Comme la France monarchique ne saurait guère se soustraire à cette obligation, il est certain qu’elle se retrouverait infailliblement en face de l’Allemagne, et cela peut-être avec joie, quels que dussent être les risque à courir.

Mais les Allemands se figurent-ils donc qu’une restauration de la monarchie absolue en France aurait eu quelques chances de durer ? Le comte de Chambord n’aurait jamais possédé une réelle autorité morale. En peu de temps son prestige aurait disparu, ce prestige si nécessaire, en France, à tout gouvernement « fort ». Beaucoup de ses partisans eux-même ne se sont jamais fait d’illusions sur son énergie, toute de premier mouvement. Nous répéterons ce que nous avons dit plus haut ; il serait très vite renversé s’il montait sur le trône, et sa courte royauté donnerait à la France des résultats plus profitables qu’elle n’en tirera de sa présente situation vraiment chaotique. Après le départ de Henri V, elle aurait à compter avec un parti de moins, et l’arrivée aux affaires des républicains modérés deviendrait possible.

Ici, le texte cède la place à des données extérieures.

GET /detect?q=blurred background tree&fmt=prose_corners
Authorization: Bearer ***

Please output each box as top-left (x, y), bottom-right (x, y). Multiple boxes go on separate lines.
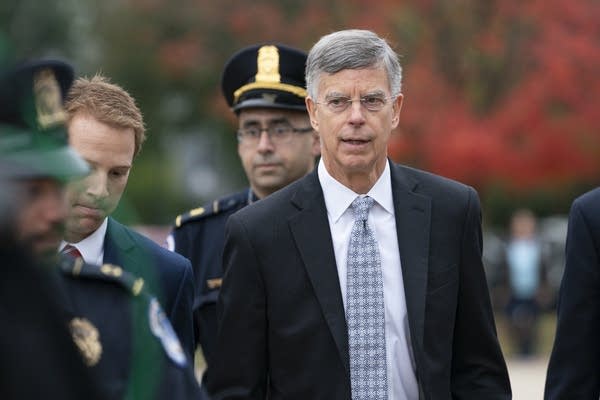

Quelques journaux conservateurs d’Allemagne, en constatant la joie de la presse libérale devant l’insuccès des légitimistes, affectent de ne pas prendre au sérieux les motifs invoqués par les libéraux, qui se félicitent surtout de voir que la France n’entrera décidément pas dans la voie dangereuse de la politique ultramontaine.

La Gazette de la Croix, notamment, accuse franchement tous les libéraux de l’univers d’être solidaires entre eux. Dans la bible du radicalisme, dit-elle, les nationalités disparaissent, et c’est pour cela que les radicaux allemands sont ravis de l’avenir qui s’ouvre devant les radicaux français. Une telle accusation, pour cruelle qu’elle soit, n’est peut-être pas absolument injuste. La remarque sur la solidarité des radicaux du monde entier n’est pas dénuée de vérité. Ce qui est curieux c’est que cette observation soit faite dans un pays où, précisément, à l’heure actuelle, les idées ultra-patriotiques sont en si grande faveur, après les succès remportés sur la France, qui ont développé l’orgueil national jusqu’à la plus mesquine vanité, dans un pays où la science, elle-même, commence à sentir le chauvinisme.